It would be nice if Grimm were to come back into his thread.
His last post very early on in #8 and he hasn't yet responded back to Jst' post #13.
Grimm where are you
Honestly, though, I don't have much to say. I was hoping to talk about the OTF and, tangentially, our propensity (as a community) to overwhelm and abuse theists that stop in, and from post 13 until I had opportunity to say something, either the community covered what I was hoping to say or both proved and fought against my thesis about our treatment of others.
I haven't had much to contribute.
I do think that JST has just dismissed the OTF without consideration of what it really means, much as I think statements like:
"It is true, though. If we were Christians, we wouldn't be calling him an idiot, unless we were fucking Catholics."
.. just to pick on one, aren't exactly constructive in any sense, much as I think JST's statement:
"I can't picture Ghandi, Jesus, or Buddha calling someone an idiot. Maybe a fool, but not an idiot."
is just as worthless.
JST, the ultimate point of the OTF is to say one thing as simply as possible: Your faith is unlikely to be foundational
. You were raised Christian (or exposed to it constantly from an early age), you were told Christianity was right, you were 'preprogrammed' to reject competing points of view. The unsavory truth I hoped to reach was simply that this is true of everyone else who does not believe as you do as well
It's a huge and important concept, one that I think cuts through a lot of nonsense in the ongoing debate around faith. A devout hindu has precisely the same reasons to believe and why
they believe as you do. Their emotion, their inner voice, their sense of rightness in their faith? No different at all from your own, in no way whatsoever. You can no more offer them an argument that will prove them 'wrong' than we can offer one to you.
How is that even remotely possible? Why does that hindu think your faith is risible? If your faith is true and correct, shouldn't it offer something that exists outside of our predisoposition (here in the States, anyway) to accept Christianity is true on bias?
As for the community? We athiests are good people, but I think we lose sight of the idea behind forums like these. Perhaps it is that I am off base in what this forum intends to be, I don't know. However, if what is wanted is open and honest communication of ideas? You don't get that with intentionally inflammatory language - that only scores you points with the locals, not the visitors.
Discourse relies on civility, written discourse on hypercivility. That doesn't mean compromising your position, but it does mean choosing words and thoughts that keep your discussion engaged.
I'm not here to 'win' debates. I want to communicate difficult concepts as clearly as posible and with an eye to bringing understanding to people that cannot concieve of a lack of faith - guys like JST. Whether I convince him or not of the 'rightness' of my position is immaterial. Instead, for him specifically, I want to both answer his questions and show him why
I have reached the conclusions I have.

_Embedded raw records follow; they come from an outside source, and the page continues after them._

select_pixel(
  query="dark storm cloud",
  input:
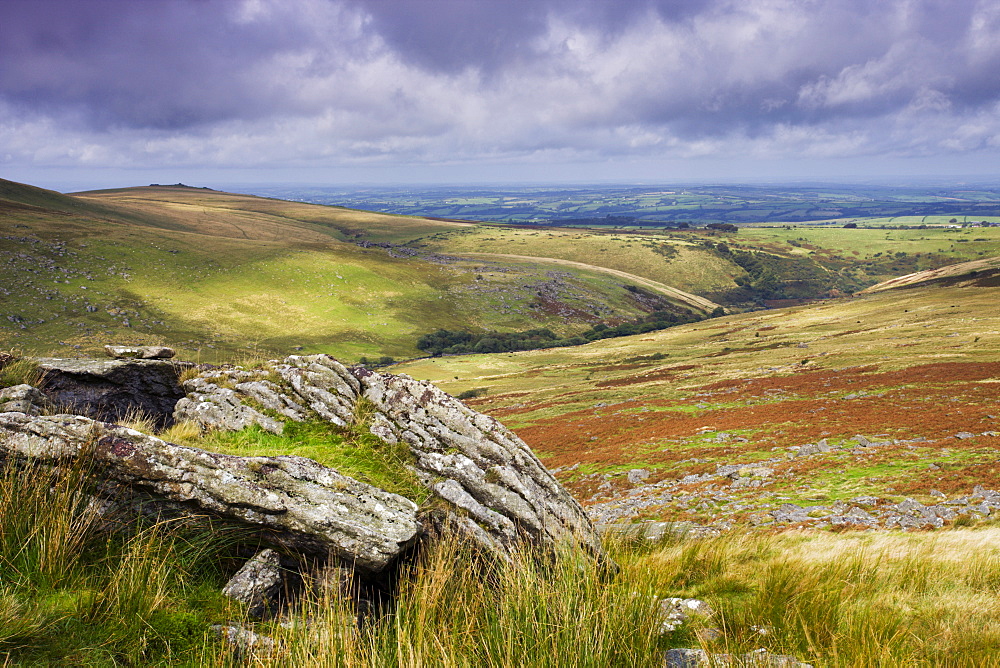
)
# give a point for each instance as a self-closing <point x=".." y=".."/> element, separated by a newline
<point x="452" y="35"/>
<point x="274" y="82"/>
<point x="156" y="63"/>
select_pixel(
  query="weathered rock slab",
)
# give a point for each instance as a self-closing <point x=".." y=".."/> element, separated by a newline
<point x="257" y="583"/>
<point x="140" y="352"/>
<point x="110" y="390"/>
<point x="294" y="502"/>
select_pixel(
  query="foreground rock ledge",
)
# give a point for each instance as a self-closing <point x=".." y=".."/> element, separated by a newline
<point x="496" y="491"/>
<point x="301" y="505"/>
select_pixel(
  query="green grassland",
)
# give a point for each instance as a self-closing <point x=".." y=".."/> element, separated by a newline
<point x="921" y="363"/>
<point x="217" y="275"/>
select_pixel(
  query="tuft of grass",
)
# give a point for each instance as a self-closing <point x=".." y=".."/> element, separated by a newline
<point x="353" y="451"/>
<point x="71" y="594"/>
<point x="20" y="371"/>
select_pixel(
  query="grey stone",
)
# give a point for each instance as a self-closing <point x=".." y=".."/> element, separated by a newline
<point x="636" y="476"/>
<point x="140" y="352"/>
<point x="293" y="502"/>
<point x="675" y="611"/>
<point x="910" y="507"/>
<point x="212" y="407"/>
<point x="244" y="640"/>
<point x="497" y="492"/>
<point x="257" y="583"/>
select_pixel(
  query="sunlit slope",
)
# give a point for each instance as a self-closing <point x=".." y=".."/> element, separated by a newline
<point x="214" y="278"/>
<point x="679" y="263"/>
<point x="919" y="368"/>
<point x="249" y="217"/>
<point x="984" y="273"/>
<point x="686" y="299"/>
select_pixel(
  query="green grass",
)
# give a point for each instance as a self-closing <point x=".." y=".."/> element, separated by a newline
<point x="352" y="451"/>
<point x="71" y="594"/>
<point x="216" y="275"/>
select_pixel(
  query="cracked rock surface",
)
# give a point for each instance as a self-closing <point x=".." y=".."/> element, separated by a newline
<point x="294" y="502"/>
<point x="496" y="490"/>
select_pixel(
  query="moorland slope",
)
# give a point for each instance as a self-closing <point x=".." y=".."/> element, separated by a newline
<point x="216" y="275"/>
<point x="915" y="372"/>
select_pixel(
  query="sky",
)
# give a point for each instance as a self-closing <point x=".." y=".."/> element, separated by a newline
<point x="100" y="93"/>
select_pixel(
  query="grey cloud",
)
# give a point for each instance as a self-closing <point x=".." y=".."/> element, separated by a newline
<point x="281" y="81"/>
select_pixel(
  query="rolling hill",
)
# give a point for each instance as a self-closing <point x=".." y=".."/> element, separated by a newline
<point x="220" y="275"/>
<point x="916" y="371"/>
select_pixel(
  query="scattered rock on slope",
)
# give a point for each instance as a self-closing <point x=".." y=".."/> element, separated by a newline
<point x="112" y="389"/>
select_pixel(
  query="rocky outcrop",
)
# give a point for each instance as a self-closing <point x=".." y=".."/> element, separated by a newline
<point x="140" y="352"/>
<point x="110" y="390"/>
<point x="22" y="399"/>
<point x="495" y="491"/>
<point x="291" y="502"/>
<point x="257" y="583"/>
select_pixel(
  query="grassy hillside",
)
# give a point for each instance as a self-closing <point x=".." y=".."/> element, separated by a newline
<point x="806" y="262"/>
<point x="221" y="276"/>
<point x="894" y="366"/>
<point x="982" y="273"/>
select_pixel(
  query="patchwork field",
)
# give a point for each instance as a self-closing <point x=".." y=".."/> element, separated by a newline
<point x="222" y="276"/>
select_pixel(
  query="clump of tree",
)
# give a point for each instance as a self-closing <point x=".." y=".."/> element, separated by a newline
<point x="448" y="342"/>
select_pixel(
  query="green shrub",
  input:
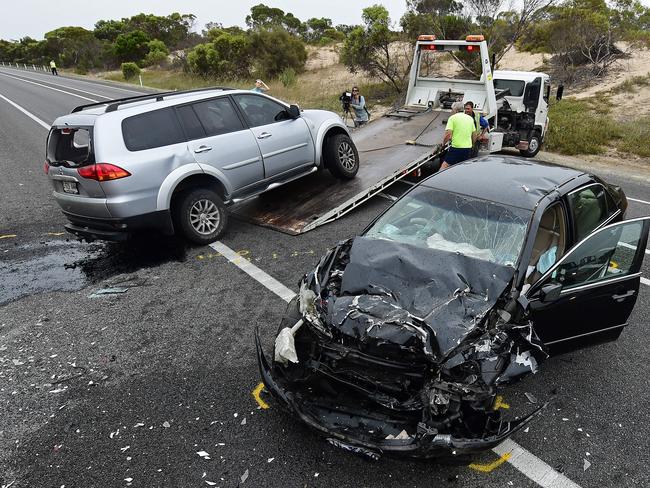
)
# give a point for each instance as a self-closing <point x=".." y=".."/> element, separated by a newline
<point x="130" y="70"/>
<point x="288" y="77"/>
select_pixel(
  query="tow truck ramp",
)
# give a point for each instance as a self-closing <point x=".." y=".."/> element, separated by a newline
<point x="389" y="149"/>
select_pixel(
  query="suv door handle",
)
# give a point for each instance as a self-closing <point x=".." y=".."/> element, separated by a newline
<point x="624" y="295"/>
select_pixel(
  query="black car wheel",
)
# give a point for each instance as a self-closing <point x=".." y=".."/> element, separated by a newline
<point x="341" y="156"/>
<point x="200" y="215"/>
<point x="534" y="145"/>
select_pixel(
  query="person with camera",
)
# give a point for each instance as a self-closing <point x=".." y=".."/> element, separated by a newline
<point x="358" y="104"/>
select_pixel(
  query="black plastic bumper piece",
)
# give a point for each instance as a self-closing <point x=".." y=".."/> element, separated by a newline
<point x="424" y="446"/>
<point x="118" y="230"/>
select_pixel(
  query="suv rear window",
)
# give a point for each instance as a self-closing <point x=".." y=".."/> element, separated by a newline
<point x="69" y="145"/>
<point x="152" y="129"/>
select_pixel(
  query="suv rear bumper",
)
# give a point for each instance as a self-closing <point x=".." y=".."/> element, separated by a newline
<point x="92" y="228"/>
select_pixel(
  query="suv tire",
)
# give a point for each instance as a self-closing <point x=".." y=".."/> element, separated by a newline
<point x="200" y="215"/>
<point x="341" y="156"/>
<point x="534" y="145"/>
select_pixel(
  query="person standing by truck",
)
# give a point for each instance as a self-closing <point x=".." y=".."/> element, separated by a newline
<point x="358" y="104"/>
<point x="459" y="131"/>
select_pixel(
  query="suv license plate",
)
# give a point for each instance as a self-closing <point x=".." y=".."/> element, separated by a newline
<point x="70" y="187"/>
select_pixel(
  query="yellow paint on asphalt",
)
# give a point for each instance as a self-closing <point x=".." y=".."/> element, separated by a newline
<point x="488" y="468"/>
<point x="499" y="403"/>
<point x="256" y="394"/>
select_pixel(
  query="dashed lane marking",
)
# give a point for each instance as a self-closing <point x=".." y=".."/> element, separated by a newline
<point x="488" y="468"/>
<point x="256" y="394"/>
<point x="49" y="87"/>
<point x="254" y="272"/>
<point x="29" y="114"/>
<point x="22" y="77"/>
<point x="526" y="462"/>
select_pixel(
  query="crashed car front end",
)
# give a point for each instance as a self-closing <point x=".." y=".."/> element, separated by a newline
<point x="381" y="355"/>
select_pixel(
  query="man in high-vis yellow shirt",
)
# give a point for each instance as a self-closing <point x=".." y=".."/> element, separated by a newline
<point x="459" y="130"/>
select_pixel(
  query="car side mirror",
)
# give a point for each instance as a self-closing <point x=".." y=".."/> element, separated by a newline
<point x="550" y="292"/>
<point x="293" y="111"/>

If I do so well and succinctly, with a certain amount of grace, then I also lay out a philosophy that someone looking on can understand, who, like I was once, can begin to see that letting go of faith isn't necessarially a bad thing.

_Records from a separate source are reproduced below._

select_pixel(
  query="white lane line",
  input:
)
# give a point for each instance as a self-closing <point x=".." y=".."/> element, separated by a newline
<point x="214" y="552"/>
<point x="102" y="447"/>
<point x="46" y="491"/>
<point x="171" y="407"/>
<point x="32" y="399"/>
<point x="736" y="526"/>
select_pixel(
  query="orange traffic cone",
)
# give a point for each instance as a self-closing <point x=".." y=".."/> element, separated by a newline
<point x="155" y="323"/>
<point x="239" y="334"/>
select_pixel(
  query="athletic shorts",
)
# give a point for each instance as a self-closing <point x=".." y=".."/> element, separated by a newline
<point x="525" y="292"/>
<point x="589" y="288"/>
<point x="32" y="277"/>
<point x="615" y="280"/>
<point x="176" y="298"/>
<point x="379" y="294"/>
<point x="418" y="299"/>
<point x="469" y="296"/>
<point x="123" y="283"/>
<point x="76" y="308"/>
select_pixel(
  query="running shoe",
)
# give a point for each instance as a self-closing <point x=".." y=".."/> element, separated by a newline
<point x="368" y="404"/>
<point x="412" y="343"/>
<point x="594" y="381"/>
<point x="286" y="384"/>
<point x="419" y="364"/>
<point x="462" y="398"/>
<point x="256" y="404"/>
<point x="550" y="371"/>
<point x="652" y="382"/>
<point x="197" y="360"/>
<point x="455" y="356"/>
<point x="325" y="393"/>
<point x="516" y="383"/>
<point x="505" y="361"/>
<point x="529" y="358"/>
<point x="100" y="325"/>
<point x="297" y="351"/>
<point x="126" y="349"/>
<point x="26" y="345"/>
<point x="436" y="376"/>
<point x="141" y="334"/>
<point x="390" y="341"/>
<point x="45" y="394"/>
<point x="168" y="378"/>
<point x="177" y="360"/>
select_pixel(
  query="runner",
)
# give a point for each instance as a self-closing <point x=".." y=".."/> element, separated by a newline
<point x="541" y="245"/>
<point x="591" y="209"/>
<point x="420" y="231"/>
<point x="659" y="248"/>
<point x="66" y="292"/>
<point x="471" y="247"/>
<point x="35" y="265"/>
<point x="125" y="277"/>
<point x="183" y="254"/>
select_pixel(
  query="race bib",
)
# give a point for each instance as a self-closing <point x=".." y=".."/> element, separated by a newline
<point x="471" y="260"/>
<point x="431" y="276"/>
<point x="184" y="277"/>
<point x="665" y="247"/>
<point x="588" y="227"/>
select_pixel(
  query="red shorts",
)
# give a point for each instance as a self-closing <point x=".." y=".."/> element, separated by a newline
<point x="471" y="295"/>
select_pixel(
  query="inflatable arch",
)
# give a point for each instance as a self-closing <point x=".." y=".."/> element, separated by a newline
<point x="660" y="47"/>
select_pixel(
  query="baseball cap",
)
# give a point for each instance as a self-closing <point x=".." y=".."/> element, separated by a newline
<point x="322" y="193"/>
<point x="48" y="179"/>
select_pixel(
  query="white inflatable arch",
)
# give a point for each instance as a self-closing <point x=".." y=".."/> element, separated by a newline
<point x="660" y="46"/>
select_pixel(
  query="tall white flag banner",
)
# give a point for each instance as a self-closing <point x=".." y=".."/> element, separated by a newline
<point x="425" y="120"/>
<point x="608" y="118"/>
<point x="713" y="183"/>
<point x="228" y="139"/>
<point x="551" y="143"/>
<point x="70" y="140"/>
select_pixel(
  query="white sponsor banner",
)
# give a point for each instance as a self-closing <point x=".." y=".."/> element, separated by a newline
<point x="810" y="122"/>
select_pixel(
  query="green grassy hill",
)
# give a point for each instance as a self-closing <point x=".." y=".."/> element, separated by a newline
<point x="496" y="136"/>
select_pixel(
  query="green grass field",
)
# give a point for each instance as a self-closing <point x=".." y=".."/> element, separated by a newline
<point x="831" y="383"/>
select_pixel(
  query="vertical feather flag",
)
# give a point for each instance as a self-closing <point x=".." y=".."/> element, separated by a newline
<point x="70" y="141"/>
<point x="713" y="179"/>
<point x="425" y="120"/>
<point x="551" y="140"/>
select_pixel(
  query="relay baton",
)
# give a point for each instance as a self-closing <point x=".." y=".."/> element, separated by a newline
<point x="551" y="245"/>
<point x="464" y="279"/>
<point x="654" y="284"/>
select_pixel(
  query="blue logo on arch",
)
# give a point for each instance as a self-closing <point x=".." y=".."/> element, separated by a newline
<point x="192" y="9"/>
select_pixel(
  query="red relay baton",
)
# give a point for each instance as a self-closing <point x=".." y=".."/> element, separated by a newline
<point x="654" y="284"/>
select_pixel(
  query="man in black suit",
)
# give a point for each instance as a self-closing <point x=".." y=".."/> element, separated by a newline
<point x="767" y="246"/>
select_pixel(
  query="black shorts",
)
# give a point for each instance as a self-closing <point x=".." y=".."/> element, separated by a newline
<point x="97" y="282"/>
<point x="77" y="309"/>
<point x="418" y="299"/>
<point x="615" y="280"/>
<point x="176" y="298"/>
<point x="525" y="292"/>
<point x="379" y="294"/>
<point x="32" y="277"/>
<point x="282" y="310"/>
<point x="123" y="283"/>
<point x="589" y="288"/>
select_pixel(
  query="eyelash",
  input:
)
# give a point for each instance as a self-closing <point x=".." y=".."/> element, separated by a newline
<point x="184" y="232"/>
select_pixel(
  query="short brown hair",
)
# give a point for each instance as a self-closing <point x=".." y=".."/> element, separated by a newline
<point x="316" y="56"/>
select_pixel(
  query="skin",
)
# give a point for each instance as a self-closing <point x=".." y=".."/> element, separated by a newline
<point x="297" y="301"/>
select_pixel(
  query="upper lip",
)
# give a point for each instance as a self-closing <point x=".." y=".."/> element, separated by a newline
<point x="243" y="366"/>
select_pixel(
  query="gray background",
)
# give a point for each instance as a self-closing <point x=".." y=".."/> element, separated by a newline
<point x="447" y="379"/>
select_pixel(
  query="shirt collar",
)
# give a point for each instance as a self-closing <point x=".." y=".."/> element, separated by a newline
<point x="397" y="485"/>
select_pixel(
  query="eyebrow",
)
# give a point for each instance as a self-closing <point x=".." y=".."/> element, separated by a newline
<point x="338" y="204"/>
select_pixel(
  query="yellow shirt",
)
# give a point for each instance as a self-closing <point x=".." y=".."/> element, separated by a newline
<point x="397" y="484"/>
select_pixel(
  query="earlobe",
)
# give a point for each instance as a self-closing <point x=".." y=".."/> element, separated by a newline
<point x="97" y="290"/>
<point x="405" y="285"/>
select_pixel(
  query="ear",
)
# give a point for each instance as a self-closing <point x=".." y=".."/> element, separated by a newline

I doubt my argument - or any of our arguments - will 'convert' JST, but they're being read by dozens of people who never say a word. When we call JST an 'idiot', we're calling them stupid as well. You don't show the validity of your position by alienating everyone who questions it.
I took (and take) a great deal of inspiration from Hermes. I miss him, in fact - he was one of the fellows that showed me atheism wasn't the end of everything. He reminds me of QualiaSoup's "professor", in fact, and was, perhaps, mine.
Personally, I wish I caught everyone as they arrived, and could do what Hermes once did - his virtual welcome basket, his off-camera conversations, and his easy humor? They made a difference in my own casting about after losing my own faith. The rage and loaded conversation does nothing, by comparison.
... so. I suppose I had more to say than I thought. Hmm.